By associating phenotypic traits to specific genotypes, the heritability of the trait can become
close to 1. Traits possessing high heritabilities will experience more rapid progress due to selection
pressure. Genotypic data can provide genetic biomarkers which will be used in future genetic selection
programs in the animal breeding industry. Single nucleotide polymorphisms (SNPs) are examples of
easily detectable genotypic markers. Next generation sequencing can be applied to agricultural
populations to identify SNPs associated with traits of economic importance such as ascites.
Genetic lines representing resistance (RES) and susceptibility (SUS) to ascites syndrome have
been developed by N. B. Anthony at the University of Arkansas. The genomes of the RES and SUS
lines, along with their parental (REL) line, were sequenced and aligned with the reference Red Jungle
Fowl genome. SNPs were identified in the three lines as being different from the RJF reference. Over
four million SNPs from each line were filtered based on location and reliability indicators. In the RES line,
10 SNPs causing protein coding changes were found to be most reliable. 22 were identified in the SUS
line.
Genome sequencing provided 32 reliable, non-synonymous coding change SNPs to be
considered as biomarker candidates. Sequences were based solely on 10 pooled DNA samples per line.

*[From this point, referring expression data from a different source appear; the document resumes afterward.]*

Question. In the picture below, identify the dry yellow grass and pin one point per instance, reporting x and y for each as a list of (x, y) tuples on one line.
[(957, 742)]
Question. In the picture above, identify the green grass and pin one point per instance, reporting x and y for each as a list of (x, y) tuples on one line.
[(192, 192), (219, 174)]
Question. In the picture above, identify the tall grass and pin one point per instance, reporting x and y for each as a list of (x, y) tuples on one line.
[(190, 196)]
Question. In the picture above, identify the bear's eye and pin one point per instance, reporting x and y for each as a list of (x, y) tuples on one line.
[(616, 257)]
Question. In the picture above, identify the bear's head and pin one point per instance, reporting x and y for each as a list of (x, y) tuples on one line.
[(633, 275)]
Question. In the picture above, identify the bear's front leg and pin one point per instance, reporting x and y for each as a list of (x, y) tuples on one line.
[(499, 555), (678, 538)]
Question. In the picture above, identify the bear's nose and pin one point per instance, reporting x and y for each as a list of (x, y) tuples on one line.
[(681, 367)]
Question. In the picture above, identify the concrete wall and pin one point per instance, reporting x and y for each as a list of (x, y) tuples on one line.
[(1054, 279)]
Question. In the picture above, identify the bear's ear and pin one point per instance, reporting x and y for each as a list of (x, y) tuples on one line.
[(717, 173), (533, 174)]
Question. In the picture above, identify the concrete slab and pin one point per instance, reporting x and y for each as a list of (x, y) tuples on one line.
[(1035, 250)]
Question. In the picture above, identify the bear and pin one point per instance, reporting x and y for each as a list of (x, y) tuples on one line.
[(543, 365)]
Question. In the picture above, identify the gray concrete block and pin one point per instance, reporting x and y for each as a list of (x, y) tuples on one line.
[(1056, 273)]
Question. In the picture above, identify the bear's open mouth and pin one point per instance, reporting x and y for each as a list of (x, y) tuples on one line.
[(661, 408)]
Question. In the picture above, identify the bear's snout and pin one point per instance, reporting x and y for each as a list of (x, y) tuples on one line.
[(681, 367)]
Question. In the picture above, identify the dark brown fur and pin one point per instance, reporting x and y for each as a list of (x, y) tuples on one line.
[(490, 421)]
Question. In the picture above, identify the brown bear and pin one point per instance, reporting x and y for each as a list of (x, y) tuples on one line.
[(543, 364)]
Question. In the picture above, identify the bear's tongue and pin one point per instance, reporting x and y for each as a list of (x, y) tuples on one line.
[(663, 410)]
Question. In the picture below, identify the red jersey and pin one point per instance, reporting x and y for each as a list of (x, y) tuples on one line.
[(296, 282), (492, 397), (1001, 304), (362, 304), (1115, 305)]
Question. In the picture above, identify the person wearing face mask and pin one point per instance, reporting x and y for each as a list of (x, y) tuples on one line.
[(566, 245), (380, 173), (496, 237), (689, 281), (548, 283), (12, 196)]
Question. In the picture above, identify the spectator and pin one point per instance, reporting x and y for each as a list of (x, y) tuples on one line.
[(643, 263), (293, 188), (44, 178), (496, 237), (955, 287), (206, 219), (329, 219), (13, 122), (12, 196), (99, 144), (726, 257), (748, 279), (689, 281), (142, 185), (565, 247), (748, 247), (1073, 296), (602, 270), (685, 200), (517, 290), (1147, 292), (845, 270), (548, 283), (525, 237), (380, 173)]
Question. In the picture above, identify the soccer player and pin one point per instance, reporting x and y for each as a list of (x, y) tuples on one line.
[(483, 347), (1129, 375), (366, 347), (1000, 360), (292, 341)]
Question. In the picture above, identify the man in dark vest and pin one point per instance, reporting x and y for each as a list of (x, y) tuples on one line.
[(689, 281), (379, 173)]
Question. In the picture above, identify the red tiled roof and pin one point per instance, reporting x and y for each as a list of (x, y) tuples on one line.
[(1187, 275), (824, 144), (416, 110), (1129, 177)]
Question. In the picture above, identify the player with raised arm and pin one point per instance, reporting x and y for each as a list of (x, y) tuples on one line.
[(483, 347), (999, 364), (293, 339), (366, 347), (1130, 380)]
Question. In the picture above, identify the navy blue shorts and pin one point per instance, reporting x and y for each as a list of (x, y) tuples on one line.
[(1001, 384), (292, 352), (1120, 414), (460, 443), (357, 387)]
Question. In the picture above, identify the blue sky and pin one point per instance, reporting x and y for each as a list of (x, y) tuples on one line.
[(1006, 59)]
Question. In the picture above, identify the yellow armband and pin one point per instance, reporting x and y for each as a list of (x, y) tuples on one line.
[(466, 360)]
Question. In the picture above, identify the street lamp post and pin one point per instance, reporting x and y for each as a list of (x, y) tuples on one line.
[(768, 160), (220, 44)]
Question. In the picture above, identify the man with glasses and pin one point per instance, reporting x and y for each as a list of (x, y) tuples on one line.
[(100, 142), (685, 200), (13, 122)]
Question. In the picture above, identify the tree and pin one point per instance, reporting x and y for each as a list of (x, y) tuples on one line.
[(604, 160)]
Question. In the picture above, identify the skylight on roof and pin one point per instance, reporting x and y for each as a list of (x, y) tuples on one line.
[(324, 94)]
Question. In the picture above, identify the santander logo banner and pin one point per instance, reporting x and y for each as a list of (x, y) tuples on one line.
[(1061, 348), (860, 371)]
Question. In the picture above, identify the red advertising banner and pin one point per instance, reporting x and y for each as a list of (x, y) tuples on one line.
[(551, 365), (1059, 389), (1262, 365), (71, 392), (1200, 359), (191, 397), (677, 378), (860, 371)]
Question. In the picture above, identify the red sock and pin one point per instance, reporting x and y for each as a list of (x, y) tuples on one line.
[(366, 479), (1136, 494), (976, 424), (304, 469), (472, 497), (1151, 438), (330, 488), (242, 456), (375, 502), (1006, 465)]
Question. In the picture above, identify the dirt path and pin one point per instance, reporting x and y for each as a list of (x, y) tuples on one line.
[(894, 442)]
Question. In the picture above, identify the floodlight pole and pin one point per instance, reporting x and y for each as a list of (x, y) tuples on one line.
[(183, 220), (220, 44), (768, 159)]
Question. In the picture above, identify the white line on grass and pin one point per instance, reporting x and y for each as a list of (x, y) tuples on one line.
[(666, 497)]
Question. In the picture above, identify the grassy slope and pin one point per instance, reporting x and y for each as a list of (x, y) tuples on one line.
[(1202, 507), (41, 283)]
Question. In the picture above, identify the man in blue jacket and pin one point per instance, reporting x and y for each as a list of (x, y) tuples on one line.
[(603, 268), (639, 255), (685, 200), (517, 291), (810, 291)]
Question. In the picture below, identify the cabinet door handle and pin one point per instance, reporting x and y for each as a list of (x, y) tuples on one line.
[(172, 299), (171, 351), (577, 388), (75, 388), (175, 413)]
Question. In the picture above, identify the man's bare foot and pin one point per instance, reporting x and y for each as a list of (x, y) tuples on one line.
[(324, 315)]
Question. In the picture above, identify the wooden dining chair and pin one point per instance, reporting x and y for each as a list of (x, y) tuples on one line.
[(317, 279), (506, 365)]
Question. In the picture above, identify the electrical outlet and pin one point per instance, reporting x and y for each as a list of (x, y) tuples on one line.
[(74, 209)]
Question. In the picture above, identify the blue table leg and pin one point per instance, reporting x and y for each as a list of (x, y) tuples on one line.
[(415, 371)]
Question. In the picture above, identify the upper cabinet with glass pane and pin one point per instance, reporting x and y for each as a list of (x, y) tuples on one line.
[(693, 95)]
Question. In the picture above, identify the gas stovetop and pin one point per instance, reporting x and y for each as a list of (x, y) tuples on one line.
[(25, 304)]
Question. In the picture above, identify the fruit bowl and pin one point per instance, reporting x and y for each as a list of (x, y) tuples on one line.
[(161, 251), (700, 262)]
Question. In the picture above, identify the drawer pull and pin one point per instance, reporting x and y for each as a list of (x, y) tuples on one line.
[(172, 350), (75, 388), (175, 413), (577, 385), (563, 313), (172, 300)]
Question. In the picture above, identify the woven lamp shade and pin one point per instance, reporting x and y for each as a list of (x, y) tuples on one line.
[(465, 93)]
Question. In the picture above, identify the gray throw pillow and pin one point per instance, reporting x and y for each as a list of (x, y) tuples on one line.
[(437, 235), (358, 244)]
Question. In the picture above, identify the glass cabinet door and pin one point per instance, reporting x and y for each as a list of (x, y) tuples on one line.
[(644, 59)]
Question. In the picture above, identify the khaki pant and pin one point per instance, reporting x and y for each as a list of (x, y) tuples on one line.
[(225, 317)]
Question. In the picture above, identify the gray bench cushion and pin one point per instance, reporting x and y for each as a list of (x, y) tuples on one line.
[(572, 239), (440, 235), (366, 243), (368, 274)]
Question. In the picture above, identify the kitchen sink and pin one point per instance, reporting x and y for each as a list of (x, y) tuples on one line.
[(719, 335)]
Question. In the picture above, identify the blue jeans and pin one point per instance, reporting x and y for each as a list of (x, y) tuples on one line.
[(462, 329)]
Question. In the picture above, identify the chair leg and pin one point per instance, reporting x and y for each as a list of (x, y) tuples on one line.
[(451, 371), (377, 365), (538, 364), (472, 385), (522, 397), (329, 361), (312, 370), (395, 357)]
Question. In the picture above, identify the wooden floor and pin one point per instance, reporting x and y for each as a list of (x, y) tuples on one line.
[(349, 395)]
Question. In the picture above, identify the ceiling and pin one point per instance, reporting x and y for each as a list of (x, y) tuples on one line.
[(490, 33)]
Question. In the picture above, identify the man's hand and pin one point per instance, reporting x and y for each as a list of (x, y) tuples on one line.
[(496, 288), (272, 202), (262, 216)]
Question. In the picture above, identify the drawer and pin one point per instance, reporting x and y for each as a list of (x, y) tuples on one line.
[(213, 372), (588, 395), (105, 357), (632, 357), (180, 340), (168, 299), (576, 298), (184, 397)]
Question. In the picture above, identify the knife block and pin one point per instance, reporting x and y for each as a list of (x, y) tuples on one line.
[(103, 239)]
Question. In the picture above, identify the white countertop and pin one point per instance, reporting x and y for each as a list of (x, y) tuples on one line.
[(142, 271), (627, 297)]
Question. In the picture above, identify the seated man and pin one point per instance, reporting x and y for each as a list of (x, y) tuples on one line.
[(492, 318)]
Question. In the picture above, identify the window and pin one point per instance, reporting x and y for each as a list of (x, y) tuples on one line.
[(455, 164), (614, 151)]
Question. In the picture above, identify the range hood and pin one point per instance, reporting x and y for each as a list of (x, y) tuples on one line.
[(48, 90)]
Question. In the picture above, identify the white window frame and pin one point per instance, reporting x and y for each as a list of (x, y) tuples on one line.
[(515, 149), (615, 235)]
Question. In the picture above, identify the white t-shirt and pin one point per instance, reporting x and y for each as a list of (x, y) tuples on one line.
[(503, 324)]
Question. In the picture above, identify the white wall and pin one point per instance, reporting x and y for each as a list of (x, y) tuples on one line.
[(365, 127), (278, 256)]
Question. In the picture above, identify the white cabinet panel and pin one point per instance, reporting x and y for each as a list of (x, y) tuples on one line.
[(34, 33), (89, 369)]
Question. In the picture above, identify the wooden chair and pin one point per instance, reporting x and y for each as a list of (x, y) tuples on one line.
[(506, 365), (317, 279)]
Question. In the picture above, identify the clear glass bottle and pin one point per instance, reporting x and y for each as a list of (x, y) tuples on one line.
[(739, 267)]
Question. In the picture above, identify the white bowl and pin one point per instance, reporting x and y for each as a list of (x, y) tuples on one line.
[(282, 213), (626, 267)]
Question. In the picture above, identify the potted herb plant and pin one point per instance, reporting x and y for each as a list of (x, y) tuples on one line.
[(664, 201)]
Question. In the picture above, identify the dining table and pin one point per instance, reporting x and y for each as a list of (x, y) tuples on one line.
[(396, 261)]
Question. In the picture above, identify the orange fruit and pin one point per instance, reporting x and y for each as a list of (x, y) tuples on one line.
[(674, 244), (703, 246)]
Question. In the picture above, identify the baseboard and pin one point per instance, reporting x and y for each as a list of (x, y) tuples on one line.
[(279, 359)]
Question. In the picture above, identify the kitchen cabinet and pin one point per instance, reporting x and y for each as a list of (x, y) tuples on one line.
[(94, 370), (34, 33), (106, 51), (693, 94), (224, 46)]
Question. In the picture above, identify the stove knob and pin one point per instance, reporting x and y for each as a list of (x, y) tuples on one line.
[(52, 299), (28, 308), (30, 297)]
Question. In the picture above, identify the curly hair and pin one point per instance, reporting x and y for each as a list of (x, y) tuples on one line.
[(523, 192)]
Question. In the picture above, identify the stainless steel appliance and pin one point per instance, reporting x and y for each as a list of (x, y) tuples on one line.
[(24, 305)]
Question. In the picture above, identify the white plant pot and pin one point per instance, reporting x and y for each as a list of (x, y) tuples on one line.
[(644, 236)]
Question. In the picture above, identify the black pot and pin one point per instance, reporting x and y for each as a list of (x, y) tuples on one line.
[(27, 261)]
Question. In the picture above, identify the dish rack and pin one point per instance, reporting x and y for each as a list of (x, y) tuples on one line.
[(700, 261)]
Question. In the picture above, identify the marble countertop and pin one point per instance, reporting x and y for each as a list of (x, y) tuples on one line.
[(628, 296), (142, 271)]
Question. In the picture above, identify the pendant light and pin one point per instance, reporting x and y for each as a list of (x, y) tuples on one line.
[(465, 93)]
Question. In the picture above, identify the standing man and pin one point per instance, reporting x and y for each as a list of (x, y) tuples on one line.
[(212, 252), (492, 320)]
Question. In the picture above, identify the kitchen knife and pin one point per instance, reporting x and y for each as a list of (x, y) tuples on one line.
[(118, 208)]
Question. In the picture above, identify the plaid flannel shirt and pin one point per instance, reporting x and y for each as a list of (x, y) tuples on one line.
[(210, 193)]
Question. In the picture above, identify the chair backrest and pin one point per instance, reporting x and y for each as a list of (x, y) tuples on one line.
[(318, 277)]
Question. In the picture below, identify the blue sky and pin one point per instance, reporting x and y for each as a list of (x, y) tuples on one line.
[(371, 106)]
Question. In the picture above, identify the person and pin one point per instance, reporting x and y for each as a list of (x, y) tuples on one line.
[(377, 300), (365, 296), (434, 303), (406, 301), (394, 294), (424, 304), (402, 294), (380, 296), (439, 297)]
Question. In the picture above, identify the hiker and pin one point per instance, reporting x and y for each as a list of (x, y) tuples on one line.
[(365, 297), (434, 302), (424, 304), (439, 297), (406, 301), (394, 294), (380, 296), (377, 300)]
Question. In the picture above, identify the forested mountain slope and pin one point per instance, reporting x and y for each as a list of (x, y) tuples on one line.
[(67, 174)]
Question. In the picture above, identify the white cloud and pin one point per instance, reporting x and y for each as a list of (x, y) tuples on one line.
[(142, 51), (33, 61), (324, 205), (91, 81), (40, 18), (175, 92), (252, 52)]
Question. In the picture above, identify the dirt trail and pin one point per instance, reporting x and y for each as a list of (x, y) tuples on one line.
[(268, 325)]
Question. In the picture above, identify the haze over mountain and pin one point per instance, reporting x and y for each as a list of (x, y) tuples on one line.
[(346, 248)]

Therefore, these SNPs were validated in a larger sample size of 96 birds in each line. Frequencies in
which each SNP occurred in the RES and SUS lines were compared. Those having the largest
differences between RES and SUS were considered for the next step of the study. Eight SNPs were at
least 50% divergent between the RES and SUS birds. Larger numbers of chickens needed to be
80
considered for the eight SNP locations identified. Traditional genotyping methods are costly and time-
consuming. An AS-PCR technique was developed that is accurate, time-effective, and economical.
In order to investigate the effect of genetic background on genotype-phenotype interaction, two
populations were challenged with ascites and genotyped at the 8 previously identified locations. The REL
(parental) line was used to represent unselected populations of birds and the RMQ (outside population)
line was used to consider the genotypes of unrelated birds. The CHTF18 SNP was continually
associated with ascites incidence in the REL line. The homozygous RJF genotype was more often seen
in resistant-type chickens while heterozygous individuals were usually susceptible. However, sample size
limited the statistical significance of this data. No associations were seen in the RMQ line.
CHTF18 is not likely a good choice as a biomarker for ascites incidence in broiler chickens due to
its lack of significance in the RMQ line. This SNP would not be of value in populations unrelated to the
ascites lines (RES, SUS, REL) at the University of Arkansas. In contrast, the AS-PCR techniques
developed in chapter 4 may be of use to future investigators. This method is very versatile and can be
utilized to determine genotype at all kinds of SNP locations in all kinds of studies.